Synovus Financial in Columbus, Ga., rode strong demand for both commercial and consumer loans to double-digit profit growth in the first quarter.
The $30.7 billion-asset company said late Monday that net income in the quarter that ended March 31 increased nearly 39% year over year, to $69.3 million. Earnings per share increased 44% to 56 cents, beating by a nickel the estimates of analysts polled by FactSet Research Systems.
Also late Monday, Synovus announced that it is buying certain assets and liabilities of the banking unit of the retailer Cabela’s in a three-way transaction that also involves Capital One Financial.

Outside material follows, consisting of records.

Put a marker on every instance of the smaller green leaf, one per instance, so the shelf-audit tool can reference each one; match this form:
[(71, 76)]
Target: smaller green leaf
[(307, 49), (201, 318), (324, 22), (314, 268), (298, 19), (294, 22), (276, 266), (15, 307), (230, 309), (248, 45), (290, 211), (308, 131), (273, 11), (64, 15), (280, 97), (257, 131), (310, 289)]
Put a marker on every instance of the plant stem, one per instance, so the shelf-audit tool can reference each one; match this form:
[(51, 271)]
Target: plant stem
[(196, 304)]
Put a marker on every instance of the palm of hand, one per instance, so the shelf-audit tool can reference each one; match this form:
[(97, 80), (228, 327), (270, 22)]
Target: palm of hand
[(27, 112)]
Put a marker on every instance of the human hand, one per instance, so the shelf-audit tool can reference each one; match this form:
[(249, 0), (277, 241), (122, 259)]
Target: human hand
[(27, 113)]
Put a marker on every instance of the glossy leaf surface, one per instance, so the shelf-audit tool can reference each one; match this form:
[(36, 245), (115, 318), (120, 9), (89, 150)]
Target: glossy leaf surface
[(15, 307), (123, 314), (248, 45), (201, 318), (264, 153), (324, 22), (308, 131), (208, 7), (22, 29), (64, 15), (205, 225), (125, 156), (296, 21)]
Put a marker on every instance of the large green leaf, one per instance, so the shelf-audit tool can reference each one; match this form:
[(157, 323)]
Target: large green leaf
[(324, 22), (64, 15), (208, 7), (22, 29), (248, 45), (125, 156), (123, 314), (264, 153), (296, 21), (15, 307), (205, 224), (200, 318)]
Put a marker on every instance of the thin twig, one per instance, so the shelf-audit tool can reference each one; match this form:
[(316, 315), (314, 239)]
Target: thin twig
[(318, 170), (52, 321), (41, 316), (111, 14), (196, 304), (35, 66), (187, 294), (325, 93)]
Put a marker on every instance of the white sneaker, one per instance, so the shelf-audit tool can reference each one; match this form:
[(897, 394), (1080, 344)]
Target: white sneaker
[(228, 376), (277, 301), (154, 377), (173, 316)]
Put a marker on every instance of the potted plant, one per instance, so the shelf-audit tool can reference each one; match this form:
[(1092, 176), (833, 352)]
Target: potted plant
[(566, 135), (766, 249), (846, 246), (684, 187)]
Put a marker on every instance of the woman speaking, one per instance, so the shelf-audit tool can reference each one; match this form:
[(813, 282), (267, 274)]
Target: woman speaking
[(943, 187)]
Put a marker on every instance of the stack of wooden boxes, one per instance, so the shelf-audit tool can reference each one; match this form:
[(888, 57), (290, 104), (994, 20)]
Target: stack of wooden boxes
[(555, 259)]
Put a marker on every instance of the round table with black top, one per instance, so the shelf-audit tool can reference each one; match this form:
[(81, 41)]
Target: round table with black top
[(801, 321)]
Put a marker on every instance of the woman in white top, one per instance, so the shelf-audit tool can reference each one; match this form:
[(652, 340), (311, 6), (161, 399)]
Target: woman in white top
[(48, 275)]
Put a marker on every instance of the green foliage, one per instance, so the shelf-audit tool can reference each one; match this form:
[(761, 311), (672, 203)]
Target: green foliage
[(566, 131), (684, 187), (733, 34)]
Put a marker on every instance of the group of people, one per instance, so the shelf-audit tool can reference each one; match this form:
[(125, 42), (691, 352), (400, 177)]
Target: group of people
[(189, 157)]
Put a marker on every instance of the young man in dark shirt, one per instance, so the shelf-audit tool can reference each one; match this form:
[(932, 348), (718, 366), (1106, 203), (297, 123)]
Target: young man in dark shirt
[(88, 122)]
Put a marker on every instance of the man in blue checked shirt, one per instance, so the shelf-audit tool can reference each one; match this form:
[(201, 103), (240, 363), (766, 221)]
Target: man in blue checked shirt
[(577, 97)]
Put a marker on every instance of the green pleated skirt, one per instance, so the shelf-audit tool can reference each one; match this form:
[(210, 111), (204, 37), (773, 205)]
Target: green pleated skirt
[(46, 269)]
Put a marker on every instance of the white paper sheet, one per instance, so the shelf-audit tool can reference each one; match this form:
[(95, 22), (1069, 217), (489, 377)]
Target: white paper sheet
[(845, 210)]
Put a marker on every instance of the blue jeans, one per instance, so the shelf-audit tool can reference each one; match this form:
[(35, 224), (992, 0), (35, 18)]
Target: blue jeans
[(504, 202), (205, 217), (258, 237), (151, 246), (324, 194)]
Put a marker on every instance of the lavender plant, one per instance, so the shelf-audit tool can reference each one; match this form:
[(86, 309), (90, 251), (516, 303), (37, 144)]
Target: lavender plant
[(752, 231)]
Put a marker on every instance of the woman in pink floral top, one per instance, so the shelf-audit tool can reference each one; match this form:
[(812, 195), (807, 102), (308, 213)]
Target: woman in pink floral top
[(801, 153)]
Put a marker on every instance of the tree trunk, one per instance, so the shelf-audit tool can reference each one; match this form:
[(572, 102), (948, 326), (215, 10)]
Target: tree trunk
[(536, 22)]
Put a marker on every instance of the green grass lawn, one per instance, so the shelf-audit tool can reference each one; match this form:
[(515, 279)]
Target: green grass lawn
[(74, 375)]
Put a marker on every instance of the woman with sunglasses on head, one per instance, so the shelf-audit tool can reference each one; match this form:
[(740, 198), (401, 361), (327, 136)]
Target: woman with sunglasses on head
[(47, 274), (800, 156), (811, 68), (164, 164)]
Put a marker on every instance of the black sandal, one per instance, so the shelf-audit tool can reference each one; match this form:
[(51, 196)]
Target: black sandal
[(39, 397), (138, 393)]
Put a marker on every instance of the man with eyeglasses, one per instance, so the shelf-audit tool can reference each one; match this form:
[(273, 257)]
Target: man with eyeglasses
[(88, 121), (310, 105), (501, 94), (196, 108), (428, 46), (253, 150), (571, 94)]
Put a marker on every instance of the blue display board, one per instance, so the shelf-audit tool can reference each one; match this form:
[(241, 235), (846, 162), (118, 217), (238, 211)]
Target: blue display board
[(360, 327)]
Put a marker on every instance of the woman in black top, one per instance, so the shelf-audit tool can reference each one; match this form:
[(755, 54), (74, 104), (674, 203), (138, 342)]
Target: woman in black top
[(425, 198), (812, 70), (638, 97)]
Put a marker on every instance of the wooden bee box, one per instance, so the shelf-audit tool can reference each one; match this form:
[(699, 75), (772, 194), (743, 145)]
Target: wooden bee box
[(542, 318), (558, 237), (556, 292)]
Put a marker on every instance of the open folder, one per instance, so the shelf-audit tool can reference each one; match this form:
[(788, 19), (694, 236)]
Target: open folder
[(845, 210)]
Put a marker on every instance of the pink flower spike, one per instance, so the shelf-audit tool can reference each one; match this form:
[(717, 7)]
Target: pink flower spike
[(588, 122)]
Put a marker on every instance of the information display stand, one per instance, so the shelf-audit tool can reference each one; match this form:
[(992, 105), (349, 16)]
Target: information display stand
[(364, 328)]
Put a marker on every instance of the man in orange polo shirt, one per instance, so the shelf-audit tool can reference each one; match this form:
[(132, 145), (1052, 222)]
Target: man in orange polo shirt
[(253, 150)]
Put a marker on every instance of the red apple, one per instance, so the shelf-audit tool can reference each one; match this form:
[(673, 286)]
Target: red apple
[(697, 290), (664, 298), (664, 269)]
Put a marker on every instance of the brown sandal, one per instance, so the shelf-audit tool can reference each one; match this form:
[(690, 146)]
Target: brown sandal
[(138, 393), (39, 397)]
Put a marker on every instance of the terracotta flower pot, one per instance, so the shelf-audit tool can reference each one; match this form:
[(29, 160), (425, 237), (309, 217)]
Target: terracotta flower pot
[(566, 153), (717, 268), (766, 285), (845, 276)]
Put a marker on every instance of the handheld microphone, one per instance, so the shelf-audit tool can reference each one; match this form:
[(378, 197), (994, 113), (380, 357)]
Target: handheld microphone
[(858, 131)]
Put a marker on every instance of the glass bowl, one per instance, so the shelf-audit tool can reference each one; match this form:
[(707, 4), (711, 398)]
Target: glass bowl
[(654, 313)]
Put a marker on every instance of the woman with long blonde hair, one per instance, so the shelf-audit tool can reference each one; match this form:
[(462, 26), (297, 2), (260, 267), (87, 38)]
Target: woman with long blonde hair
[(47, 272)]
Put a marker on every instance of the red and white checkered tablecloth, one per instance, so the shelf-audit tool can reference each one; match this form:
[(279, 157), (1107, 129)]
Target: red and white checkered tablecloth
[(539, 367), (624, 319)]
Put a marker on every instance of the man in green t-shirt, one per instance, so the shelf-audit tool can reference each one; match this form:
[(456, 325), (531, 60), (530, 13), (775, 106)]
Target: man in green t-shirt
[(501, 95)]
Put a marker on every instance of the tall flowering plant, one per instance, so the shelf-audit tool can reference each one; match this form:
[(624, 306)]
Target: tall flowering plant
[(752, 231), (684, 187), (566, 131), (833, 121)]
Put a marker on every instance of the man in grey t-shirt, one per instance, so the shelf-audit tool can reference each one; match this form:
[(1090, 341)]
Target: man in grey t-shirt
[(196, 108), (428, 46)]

In a deal that had been previously reported, Synovus agreed to buy the deposits and credit card assets of World's Foremost Bank and then immediately sell the card assets to Capital One while retaining roughly $1.2 billion of brokered time deposits. Synovus said it would receive $75 million as compensation from Capital One and Cabela’s, which is being sold to rival retailer Bass Pro Shops.
In a news release, Synovus Chairman and CEO Kessel D. Stelling said that the deal would provide Synovus with additional liquidity to support organic growth, as well as incremental capital that can help accelerate progress in achieving efficiency and return on equity targets. The deal is expected to close in the third quarter, pending regulatory approval and the completion of the Cabela’s merger with Bass Pro Shops.
At March 31, Synovus reported total loans of nearly $24.3 billion, an increase of 6.6% from the first quarter of 2016. Commercial and industrial loans climbed nearly 9% year over while consumer loans increased 16.5%, more than offsetting a 2% drop in commercial real estate loans. The loan growth, combined with a modest increase in interest rates, boosted net interest income by 10% year over year, to almost $240 million.
Noninterest income increased 4% year over year, to $66 million, due in part to higher fees from mortgage banking and fiduciary and asset management activity.